Ask HN: Home network for 1G fiber internet - heuermh
They will be installing fiber to my home in a few weeks.  Should I just connect the fiber router to a wireless router and be done with it, or is this an opportunity to be more clever?
======
Albright
Assuming you really do get a 1 gigabit connection, your wireless router will
be a major bottleneck. See the table on Wikipedia's article on IEEE 802.11
(commonly known as wi-fi):
[https://en.wikipedia.org/wiki/IEEE_802.11#Protocol](https://en.wikipedia.org/wiki/IEEE_802.11#Protocol)

The column labeled "Stream data rate" is the theoretical top speed of each
connection type (in reality you will never achieve these speeds in a standard
home installation where you have signal that's passing through and bouncing
off things). You'll see that there's some protocols which approach or go over
1000 megabits (1 gigabit) per second, but those protocols are not yet widely
supported by available hardware, and may never be.

If you want to truly take advantage of your connection's speed, you'll want to
use a wired connection which uses Gigabit Ethernet or 10 Gigabit Ethernet
hardware from end to end, as well as Category 6 or Category 7 Ethernet
cabling, respectively (though your precise needs may vary depending on the
hardware you get - do some research before buying).

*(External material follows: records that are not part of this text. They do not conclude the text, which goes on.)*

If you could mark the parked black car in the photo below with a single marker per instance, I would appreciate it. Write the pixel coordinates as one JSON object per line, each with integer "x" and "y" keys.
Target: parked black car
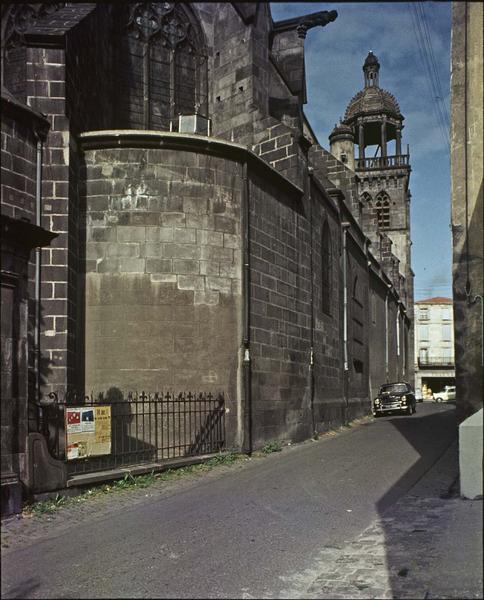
{"x": 395, "y": 397}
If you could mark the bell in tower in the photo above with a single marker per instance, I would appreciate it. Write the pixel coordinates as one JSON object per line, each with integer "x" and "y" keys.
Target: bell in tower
{"x": 371, "y": 69}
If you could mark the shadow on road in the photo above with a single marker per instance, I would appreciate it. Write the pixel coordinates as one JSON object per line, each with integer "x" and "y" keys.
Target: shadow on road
{"x": 411, "y": 529}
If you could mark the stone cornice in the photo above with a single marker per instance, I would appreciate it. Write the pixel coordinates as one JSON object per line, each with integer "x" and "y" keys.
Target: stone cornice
{"x": 132, "y": 138}
{"x": 302, "y": 24}
{"x": 19, "y": 110}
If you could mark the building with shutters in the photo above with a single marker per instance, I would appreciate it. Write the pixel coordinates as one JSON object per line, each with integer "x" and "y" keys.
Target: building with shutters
{"x": 434, "y": 345}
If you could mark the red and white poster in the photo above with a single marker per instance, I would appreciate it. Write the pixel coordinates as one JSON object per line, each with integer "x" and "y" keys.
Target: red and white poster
{"x": 88, "y": 431}
{"x": 73, "y": 420}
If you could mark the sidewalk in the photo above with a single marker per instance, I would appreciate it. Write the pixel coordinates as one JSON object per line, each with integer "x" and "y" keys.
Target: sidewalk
{"x": 427, "y": 545}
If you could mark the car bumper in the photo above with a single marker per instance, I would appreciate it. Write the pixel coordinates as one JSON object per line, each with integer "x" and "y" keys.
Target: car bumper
{"x": 380, "y": 410}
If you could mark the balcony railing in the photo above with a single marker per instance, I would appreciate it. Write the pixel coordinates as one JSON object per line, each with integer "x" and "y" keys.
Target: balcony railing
{"x": 435, "y": 361}
{"x": 383, "y": 162}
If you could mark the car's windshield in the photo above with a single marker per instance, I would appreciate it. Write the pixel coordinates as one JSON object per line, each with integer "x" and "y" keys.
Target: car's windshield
{"x": 393, "y": 387}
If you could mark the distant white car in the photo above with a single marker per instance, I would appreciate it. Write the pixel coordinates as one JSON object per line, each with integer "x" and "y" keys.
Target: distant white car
{"x": 446, "y": 395}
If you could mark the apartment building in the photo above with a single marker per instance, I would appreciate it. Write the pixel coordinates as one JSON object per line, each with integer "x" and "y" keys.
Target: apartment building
{"x": 434, "y": 345}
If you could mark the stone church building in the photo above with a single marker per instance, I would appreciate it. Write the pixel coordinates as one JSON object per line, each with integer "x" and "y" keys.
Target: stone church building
{"x": 170, "y": 220}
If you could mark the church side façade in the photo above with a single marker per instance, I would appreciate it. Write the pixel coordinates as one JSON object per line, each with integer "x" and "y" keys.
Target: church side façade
{"x": 203, "y": 238}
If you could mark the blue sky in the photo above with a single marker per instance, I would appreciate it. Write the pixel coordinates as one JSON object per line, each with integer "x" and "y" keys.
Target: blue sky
{"x": 334, "y": 59}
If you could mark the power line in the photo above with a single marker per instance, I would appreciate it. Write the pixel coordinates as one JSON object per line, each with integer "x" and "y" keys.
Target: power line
{"x": 424, "y": 43}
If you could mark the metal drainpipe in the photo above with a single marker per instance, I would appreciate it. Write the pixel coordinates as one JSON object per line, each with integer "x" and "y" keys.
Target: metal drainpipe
{"x": 386, "y": 333}
{"x": 246, "y": 295}
{"x": 38, "y": 257}
{"x": 311, "y": 270}
{"x": 345, "y": 225}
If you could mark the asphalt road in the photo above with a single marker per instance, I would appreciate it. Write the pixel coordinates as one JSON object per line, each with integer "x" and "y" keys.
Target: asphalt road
{"x": 241, "y": 533}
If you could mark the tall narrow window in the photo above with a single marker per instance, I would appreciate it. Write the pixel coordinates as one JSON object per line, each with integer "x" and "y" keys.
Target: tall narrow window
{"x": 326, "y": 264}
{"x": 164, "y": 73}
{"x": 382, "y": 208}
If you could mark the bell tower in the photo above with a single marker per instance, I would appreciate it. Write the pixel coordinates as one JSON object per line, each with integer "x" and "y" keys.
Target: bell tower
{"x": 383, "y": 169}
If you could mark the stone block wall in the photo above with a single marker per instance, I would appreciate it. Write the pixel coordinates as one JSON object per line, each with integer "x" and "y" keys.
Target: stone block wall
{"x": 358, "y": 305}
{"x": 280, "y": 315}
{"x": 18, "y": 167}
{"x": 343, "y": 178}
{"x": 162, "y": 271}
{"x": 328, "y": 338}
{"x": 46, "y": 93}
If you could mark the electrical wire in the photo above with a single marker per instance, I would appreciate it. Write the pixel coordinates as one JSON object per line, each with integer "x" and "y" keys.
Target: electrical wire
{"x": 427, "y": 56}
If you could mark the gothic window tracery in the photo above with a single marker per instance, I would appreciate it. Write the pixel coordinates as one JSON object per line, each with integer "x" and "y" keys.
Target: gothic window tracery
{"x": 382, "y": 208}
{"x": 326, "y": 273}
{"x": 168, "y": 63}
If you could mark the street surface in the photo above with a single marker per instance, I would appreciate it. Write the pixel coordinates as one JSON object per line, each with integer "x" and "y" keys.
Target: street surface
{"x": 260, "y": 528}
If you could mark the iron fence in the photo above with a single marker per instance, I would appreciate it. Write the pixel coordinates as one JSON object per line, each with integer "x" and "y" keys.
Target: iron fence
{"x": 144, "y": 427}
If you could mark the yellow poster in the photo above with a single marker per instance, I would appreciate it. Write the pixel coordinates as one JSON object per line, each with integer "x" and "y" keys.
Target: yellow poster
{"x": 88, "y": 431}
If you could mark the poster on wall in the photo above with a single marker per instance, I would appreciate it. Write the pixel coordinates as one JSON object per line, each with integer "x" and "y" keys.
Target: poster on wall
{"x": 88, "y": 431}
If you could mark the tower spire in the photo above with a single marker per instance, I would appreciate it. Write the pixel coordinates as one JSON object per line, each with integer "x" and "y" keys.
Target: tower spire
{"x": 371, "y": 69}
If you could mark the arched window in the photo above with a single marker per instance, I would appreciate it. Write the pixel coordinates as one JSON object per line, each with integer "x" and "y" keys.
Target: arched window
{"x": 165, "y": 72}
{"x": 382, "y": 208}
{"x": 326, "y": 269}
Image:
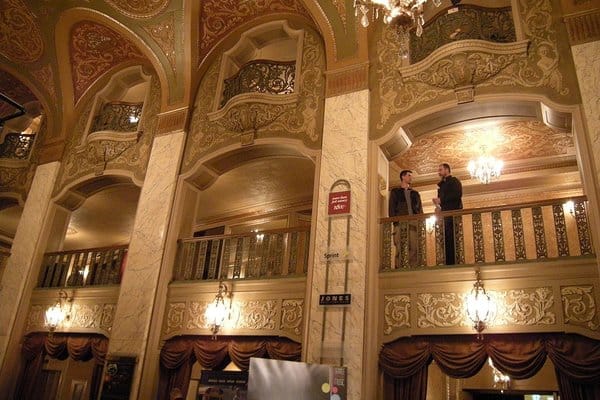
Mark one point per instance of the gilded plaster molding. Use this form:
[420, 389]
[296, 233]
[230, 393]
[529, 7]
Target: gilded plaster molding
[275, 316]
[84, 158]
[299, 119]
[88, 316]
[579, 306]
[172, 121]
[20, 37]
[163, 32]
[139, 9]
[584, 27]
[396, 312]
[542, 67]
[348, 79]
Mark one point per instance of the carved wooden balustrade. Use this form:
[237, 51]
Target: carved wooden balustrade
[257, 255]
[87, 267]
[546, 230]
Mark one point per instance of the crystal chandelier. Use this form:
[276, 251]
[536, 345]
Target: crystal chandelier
[478, 305]
[485, 168]
[406, 13]
[216, 312]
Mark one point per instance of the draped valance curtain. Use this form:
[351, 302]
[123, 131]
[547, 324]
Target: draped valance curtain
[180, 353]
[576, 361]
[80, 347]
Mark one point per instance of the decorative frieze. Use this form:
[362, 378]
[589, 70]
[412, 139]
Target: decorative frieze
[263, 316]
[579, 306]
[396, 312]
[82, 317]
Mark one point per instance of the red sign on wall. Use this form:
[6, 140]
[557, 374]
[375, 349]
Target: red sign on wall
[339, 203]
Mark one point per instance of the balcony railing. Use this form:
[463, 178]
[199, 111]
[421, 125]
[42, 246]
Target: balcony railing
[268, 254]
[88, 267]
[534, 231]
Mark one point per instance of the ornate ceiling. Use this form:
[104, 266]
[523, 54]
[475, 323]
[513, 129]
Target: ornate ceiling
[510, 140]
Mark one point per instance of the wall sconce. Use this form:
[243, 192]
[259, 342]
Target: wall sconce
[430, 223]
[56, 314]
[499, 378]
[478, 305]
[217, 311]
[569, 207]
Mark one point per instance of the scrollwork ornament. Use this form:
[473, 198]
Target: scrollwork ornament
[291, 315]
[524, 307]
[35, 318]
[175, 317]
[258, 315]
[196, 318]
[396, 312]
[579, 306]
[439, 310]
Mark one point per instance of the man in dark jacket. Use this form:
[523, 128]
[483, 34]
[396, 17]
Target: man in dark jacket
[405, 201]
[449, 198]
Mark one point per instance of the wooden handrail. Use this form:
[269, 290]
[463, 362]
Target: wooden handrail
[231, 236]
[96, 249]
[418, 217]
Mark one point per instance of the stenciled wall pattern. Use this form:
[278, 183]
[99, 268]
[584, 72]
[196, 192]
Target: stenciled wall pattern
[301, 119]
[542, 66]
[82, 160]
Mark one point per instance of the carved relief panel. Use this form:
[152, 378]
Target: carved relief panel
[272, 316]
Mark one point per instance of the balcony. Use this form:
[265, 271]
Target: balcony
[269, 254]
[80, 268]
[541, 231]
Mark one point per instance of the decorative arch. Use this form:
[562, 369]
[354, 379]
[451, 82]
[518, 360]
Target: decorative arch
[38, 95]
[73, 195]
[71, 18]
[208, 169]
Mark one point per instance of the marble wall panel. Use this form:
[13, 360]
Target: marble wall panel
[20, 265]
[139, 284]
[343, 157]
[587, 64]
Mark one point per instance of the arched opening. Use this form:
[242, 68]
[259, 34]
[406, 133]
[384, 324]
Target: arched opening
[89, 235]
[539, 187]
[247, 215]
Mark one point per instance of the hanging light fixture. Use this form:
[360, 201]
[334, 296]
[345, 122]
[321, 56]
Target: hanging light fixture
[56, 314]
[485, 169]
[478, 305]
[216, 312]
[405, 13]
[499, 378]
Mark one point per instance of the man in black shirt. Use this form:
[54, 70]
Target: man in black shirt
[449, 198]
[405, 201]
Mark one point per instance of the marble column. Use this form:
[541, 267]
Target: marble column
[20, 275]
[137, 297]
[586, 57]
[587, 63]
[331, 336]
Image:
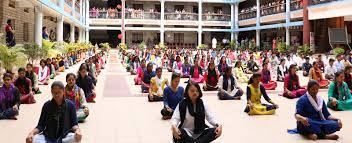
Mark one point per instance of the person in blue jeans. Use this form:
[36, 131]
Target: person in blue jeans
[58, 120]
[313, 118]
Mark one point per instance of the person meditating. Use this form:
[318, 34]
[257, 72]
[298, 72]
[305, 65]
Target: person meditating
[24, 85]
[140, 71]
[33, 77]
[313, 118]
[196, 73]
[86, 83]
[9, 99]
[173, 94]
[239, 73]
[157, 86]
[316, 74]
[266, 78]
[281, 70]
[76, 95]
[254, 93]
[228, 87]
[186, 68]
[43, 73]
[340, 97]
[147, 76]
[211, 77]
[188, 121]
[292, 88]
[58, 121]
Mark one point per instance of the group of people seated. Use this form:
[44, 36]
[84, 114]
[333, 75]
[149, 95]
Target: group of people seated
[213, 70]
[59, 116]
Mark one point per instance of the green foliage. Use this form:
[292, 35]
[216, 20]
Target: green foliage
[283, 48]
[142, 45]
[338, 51]
[202, 46]
[123, 46]
[11, 57]
[304, 50]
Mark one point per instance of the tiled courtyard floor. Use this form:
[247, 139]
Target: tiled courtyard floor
[123, 115]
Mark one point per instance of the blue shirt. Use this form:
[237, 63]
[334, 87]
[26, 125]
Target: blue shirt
[305, 109]
[171, 98]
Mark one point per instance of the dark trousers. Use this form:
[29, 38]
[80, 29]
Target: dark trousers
[207, 136]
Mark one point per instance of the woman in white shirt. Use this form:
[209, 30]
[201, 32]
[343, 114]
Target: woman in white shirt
[188, 120]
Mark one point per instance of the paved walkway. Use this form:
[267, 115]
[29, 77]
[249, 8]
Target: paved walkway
[123, 115]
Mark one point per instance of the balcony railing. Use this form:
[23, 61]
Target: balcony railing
[104, 15]
[296, 5]
[274, 9]
[181, 16]
[143, 15]
[68, 2]
[315, 2]
[247, 15]
[216, 17]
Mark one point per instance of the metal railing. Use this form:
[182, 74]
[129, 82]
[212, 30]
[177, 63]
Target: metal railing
[104, 15]
[216, 17]
[274, 9]
[181, 16]
[315, 2]
[247, 15]
[69, 2]
[143, 15]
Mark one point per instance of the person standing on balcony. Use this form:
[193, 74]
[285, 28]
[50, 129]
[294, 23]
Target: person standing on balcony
[10, 34]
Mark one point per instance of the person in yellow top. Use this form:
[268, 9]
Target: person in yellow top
[254, 93]
[239, 74]
[157, 86]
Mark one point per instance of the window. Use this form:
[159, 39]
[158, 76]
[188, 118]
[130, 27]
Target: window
[179, 37]
[12, 3]
[25, 32]
[137, 37]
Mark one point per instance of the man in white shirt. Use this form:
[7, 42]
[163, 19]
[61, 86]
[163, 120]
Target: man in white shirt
[330, 70]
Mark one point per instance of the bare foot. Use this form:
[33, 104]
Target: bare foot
[332, 137]
[312, 137]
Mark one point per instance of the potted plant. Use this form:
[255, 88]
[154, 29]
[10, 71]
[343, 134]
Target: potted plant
[304, 50]
[12, 57]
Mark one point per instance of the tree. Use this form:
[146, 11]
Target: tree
[12, 57]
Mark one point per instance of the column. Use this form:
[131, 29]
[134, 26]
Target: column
[236, 21]
[306, 23]
[38, 25]
[162, 18]
[258, 24]
[72, 33]
[232, 21]
[123, 40]
[60, 29]
[288, 19]
[200, 13]
[257, 39]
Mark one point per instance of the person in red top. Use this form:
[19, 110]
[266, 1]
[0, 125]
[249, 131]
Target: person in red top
[24, 85]
[10, 36]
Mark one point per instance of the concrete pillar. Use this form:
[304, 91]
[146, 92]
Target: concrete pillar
[38, 25]
[288, 20]
[123, 40]
[72, 33]
[232, 22]
[257, 35]
[162, 18]
[60, 29]
[306, 23]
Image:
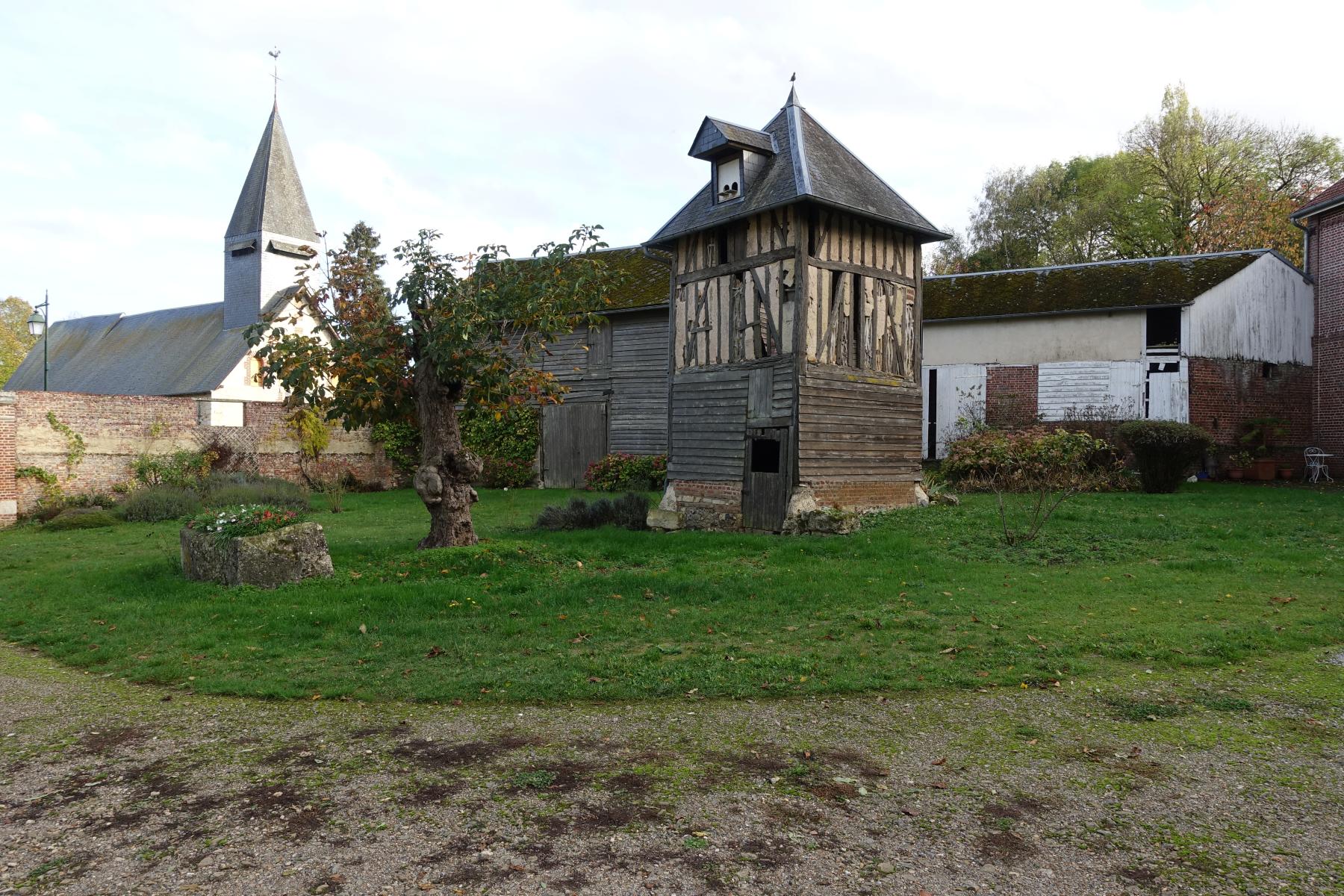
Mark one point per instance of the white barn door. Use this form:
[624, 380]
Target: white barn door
[1169, 393]
[954, 395]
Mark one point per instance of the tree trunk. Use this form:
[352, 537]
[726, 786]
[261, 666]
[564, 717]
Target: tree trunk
[447, 470]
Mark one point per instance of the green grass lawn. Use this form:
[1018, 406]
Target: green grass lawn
[1211, 575]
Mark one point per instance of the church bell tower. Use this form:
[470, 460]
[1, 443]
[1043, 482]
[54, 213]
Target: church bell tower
[272, 231]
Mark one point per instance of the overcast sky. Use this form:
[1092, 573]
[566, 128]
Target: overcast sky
[127, 128]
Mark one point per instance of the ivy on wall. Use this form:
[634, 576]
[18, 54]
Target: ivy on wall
[74, 444]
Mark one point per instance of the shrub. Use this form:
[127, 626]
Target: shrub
[181, 469]
[631, 511]
[158, 503]
[986, 457]
[507, 474]
[233, 489]
[1042, 467]
[243, 520]
[504, 441]
[620, 472]
[401, 445]
[1164, 452]
[80, 519]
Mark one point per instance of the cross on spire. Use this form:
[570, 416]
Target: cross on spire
[275, 74]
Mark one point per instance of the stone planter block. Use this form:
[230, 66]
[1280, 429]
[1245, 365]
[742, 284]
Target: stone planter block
[268, 561]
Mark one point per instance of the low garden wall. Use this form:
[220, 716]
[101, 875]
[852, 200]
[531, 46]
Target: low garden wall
[87, 442]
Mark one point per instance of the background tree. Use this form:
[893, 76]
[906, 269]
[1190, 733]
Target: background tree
[13, 335]
[1183, 181]
[458, 331]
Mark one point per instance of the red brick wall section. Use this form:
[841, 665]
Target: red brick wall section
[859, 494]
[119, 428]
[1225, 394]
[1327, 269]
[1011, 395]
[8, 461]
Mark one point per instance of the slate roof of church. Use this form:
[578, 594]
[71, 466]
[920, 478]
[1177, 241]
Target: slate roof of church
[273, 196]
[176, 351]
[808, 163]
[1142, 282]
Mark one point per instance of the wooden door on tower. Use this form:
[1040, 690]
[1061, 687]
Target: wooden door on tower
[766, 480]
[573, 435]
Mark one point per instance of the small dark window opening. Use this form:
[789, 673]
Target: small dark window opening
[721, 242]
[856, 319]
[765, 455]
[1164, 328]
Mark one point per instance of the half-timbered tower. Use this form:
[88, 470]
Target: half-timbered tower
[794, 331]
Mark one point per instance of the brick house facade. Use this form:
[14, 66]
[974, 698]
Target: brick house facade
[1323, 220]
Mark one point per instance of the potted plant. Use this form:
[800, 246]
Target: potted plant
[1261, 435]
[1238, 464]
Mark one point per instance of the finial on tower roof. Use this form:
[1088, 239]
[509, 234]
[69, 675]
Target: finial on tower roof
[275, 54]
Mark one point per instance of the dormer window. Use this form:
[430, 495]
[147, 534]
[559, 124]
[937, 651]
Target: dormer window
[737, 156]
[727, 178]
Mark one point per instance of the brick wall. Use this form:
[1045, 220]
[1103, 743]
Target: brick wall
[1011, 395]
[8, 460]
[119, 428]
[1225, 394]
[1327, 269]
[709, 504]
[863, 494]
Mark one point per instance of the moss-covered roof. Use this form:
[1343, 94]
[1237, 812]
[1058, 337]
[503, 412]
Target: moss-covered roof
[647, 281]
[1142, 282]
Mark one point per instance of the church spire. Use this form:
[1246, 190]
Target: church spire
[273, 198]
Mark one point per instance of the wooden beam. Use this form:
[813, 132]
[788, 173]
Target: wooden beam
[859, 269]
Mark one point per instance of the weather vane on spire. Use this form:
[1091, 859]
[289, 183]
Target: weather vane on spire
[275, 74]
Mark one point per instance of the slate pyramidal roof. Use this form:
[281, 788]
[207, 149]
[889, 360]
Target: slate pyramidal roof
[176, 351]
[803, 161]
[273, 196]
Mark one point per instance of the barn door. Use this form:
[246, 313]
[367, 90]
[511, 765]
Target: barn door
[954, 396]
[573, 435]
[1167, 393]
[766, 480]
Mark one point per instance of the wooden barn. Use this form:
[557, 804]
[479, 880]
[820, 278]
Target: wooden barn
[794, 324]
[617, 376]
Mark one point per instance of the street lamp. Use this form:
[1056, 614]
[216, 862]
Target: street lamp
[38, 327]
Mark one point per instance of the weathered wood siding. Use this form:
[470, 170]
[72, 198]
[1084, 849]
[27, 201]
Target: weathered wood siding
[638, 418]
[709, 425]
[853, 426]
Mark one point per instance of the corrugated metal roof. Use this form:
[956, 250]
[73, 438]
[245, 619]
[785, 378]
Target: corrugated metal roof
[179, 351]
[273, 198]
[809, 163]
[1142, 282]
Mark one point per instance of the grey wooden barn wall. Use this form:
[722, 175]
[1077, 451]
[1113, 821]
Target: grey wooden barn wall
[625, 366]
[712, 410]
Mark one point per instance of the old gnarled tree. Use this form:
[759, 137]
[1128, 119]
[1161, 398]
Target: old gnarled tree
[458, 331]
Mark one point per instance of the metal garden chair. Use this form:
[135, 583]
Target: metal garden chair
[1316, 467]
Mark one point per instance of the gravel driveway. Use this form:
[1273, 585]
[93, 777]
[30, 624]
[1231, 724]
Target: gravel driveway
[108, 788]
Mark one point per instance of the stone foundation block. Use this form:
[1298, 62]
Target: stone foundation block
[267, 561]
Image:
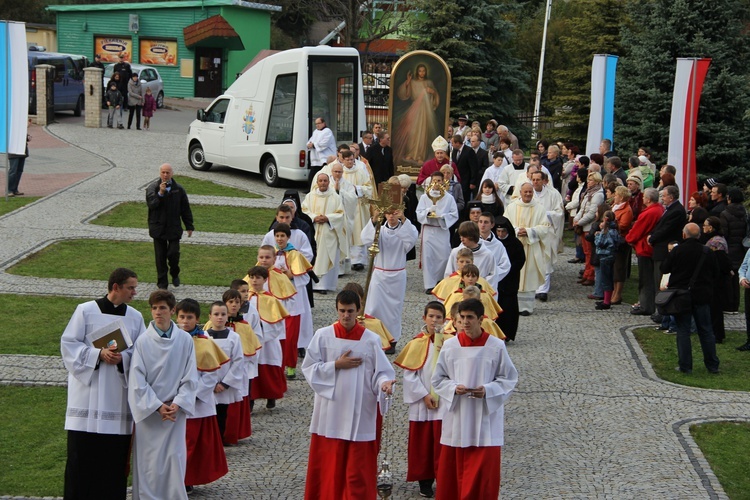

[https://en.wikipedia.org/wiki/Gigabit_Ethernet](https://en.wikipedia.org/wiki/Gigabit_Ethernet)
[https://en.wikipedia.org/wiki/10_Gigabit_Ethernet](https://en.wikipedia.org/wiki/10_Gigabit_Ethernet)

------
ju-st
Test it first with wireless. Then check with a temporary Ethernet cable if the
subjective speed difference matters.

If yes, then you have to get a Cat5 cable to your computer or move your
computer to the router :D

------
yo-code-sucks
On my Apple Airport Extreme with 2 additional Airport Expresses and Cat6e from
modem to main Airport unit, on Wifi I'm getting about 820Mbps. So wifi, with
the right equipment is fine. At first I was skeptical that Apple's wifi
hardware was any good, but after just 3 weeks I'm sold.